Çakmak tepesinden aşağıda görünen muhteşem coğrafyamız Çakmak Köyü..Memleketim , memleketim.. Toprağına , insanına dokunabildiğim , şehitlerimizin emaneti , Koca Mustafa Kemal Atatürk’ümün kurduğu Laik Türkiye Cumhuriyetim. Çakmak tepesinden hepinize bin selam olsun..Durağınız uçmağ olsun.Şehitlerimiz, Vatan size minnettardır. Yüreğime dokunan , Kurtuluş Savaşı resimleri gözümde canlanırken , esen rüzgarın sesinde bir türkü duyar gibiyim.. ” Çanakkale içinde vurdular beni.. Ölmeden mezara koydular beni..” Gençliğine doyamadan giden evlatlarımız, aziz şehitlerimiz, affetmeyin bizi.. Sizi yaşatamadık. Bunca , güzel evladı uğurlarken, kara toprağın bağrına , hala daha savaştan medet umanların kulağına doğru haykırayım..”Yurtta barış , dünyada barış ”

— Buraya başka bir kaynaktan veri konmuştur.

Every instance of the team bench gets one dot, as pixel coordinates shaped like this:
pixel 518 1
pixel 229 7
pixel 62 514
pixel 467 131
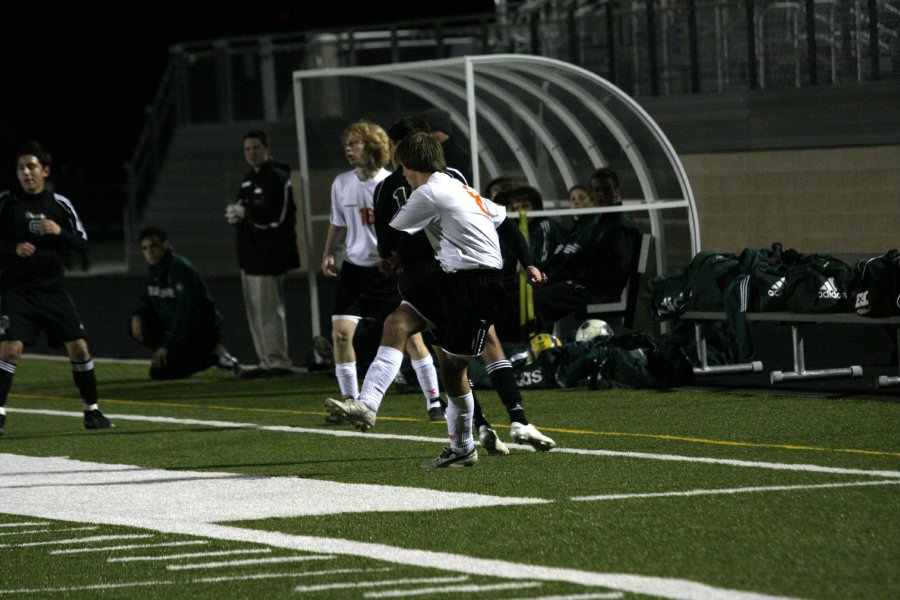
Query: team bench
pixel 796 321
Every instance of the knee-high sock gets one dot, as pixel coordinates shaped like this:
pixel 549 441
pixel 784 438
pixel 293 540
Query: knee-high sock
pixel 7 370
pixel 427 376
pixel 459 422
pixel 504 382
pixel 86 381
pixel 346 375
pixel 381 374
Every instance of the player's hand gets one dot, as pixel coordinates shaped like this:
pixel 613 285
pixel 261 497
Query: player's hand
pixel 48 227
pixel 328 266
pixel 160 357
pixel 137 328
pixel 234 213
pixel 535 277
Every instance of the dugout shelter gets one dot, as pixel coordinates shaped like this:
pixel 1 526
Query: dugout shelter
pixel 542 121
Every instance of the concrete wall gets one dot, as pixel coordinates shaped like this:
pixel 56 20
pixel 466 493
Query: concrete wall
pixel 834 200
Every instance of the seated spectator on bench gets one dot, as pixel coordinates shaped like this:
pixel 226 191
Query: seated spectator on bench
pixel 176 318
pixel 595 261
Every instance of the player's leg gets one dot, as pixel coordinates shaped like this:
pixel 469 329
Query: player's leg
pixel 398 326
pixel 501 373
pixel 426 374
pixel 86 382
pixel 10 353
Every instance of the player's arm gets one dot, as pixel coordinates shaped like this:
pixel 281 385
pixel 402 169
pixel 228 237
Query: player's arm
pixel 509 234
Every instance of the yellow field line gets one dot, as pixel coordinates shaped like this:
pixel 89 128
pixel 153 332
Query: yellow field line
pixel 658 436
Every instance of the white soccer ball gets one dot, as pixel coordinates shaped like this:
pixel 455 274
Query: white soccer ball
pixel 593 330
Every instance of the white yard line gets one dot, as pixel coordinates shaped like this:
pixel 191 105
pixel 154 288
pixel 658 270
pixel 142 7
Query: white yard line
pixel 47 530
pixel 129 547
pixel 744 490
pixel 189 555
pixel 443 440
pixel 244 563
pixel 454 589
pixel 349 585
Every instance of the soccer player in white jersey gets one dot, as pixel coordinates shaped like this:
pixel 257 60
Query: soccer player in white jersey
pixel 363 291
pixel 461 298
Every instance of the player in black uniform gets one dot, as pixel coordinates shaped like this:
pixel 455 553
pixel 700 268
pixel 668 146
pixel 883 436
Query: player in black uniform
pixel 37 227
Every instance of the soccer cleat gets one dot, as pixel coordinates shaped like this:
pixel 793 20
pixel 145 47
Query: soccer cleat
pixel 529 434
pixel 226 361
pixel 94 419
pixel 491 442
pixel 355 412
pixel 449 459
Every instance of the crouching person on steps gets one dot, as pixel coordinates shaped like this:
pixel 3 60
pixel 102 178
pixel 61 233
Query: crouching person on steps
pixel 177 318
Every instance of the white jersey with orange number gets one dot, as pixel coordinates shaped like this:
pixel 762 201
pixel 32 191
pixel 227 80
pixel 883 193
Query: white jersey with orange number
pixel 352 207
pixel 461 225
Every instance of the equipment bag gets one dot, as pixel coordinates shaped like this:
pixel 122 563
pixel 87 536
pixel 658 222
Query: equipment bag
pixel 819 283
pixel 876 292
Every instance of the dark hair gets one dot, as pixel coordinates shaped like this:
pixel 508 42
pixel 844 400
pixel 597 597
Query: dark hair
pixel 406 126
pixel 439 120
pixel 153 231
pixel 526 193
pixel 257 134
pixel 607 173
pixel 34 148
pixel 503 184
pixel 421 152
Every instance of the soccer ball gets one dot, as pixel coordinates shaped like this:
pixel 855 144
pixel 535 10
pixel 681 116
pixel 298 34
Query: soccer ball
pixel 540 342
pixel 593 330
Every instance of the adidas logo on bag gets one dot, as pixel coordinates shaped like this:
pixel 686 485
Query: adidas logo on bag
pixel 777 289
pixel 830 291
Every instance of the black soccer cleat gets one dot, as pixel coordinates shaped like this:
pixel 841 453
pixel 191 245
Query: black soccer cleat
pixel 94 419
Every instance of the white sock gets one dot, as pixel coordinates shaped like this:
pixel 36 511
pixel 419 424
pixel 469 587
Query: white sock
pixel 427 376
pixel 459 422
pixel 380 376
pixel 346 374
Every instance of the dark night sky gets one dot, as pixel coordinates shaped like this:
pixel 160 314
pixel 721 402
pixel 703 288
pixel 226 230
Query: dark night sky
pixel 77 74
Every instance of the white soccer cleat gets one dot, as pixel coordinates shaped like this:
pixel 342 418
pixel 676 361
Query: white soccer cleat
pixel 529 434
pixel 358 414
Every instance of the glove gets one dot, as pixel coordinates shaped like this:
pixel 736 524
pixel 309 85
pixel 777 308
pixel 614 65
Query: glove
pixel 234 213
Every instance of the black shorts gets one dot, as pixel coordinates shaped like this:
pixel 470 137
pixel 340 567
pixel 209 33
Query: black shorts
pixel 461 306
pixel 364 292
pixel 24 313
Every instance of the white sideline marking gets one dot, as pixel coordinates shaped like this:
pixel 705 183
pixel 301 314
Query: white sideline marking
pixel 129 547
pixel 48 530
pixel 806 468
pixel 189 555
pixel 127 584
pixel 588 596
pixel 177 506
pixel 454 589
pixel 251 561
pixel 377 583
pixel 745 490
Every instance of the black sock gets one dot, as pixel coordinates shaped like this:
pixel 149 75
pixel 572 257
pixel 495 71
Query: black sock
pixel 504 382
pixel 7 370
pixel 86 381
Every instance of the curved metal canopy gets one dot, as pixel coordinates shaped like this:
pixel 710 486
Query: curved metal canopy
pixel 540 120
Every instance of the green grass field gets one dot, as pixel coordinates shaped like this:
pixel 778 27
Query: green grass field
pixel 216 487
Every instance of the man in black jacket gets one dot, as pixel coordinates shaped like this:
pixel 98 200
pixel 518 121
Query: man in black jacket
pixel 177 318
pixel 264 216
pixel 37 228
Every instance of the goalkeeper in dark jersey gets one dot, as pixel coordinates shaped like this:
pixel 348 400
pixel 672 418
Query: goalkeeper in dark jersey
pixel 37 228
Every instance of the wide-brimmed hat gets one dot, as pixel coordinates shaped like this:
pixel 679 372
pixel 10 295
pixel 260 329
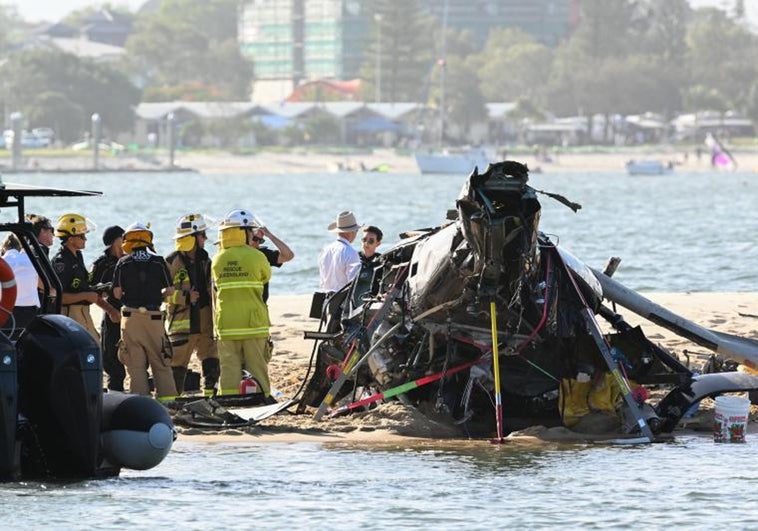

Kucak açtık dostluğa kardeşliğe..Köylü kardeşin bize dediğini buraya not edeyim !.Ona söz vermiştim , yazacağım diye.İşte yazdım bile !. “Toprağımızın bağrına vurulan her yabancı kazmasının ucundaki “siyanüre ” hayır. Bunca yıldır madenlerimizi çıkarmayan Türkiye Cumhuriyeti hükümetleri madenlerimizi satıp, çıkartmasını bilmiyor muydu ? Elbette biliyorlardı !..Doğamızı ve doğal zenginliklerimizi korumak adına, toprağın bağrının , ciğerlerinin siyanür solumasını istemediği için , var olanla yetindiler. Onun için madenlerimizi kimseye vermediler !..”
Verenleri uyarmak yurttaşlık görevimiz.. Belki bir dinleyen olur mu ki ?Köy köy dolaşmayı sürdüreceğiz.. Kardeşim Zeki Köseley sağolsun.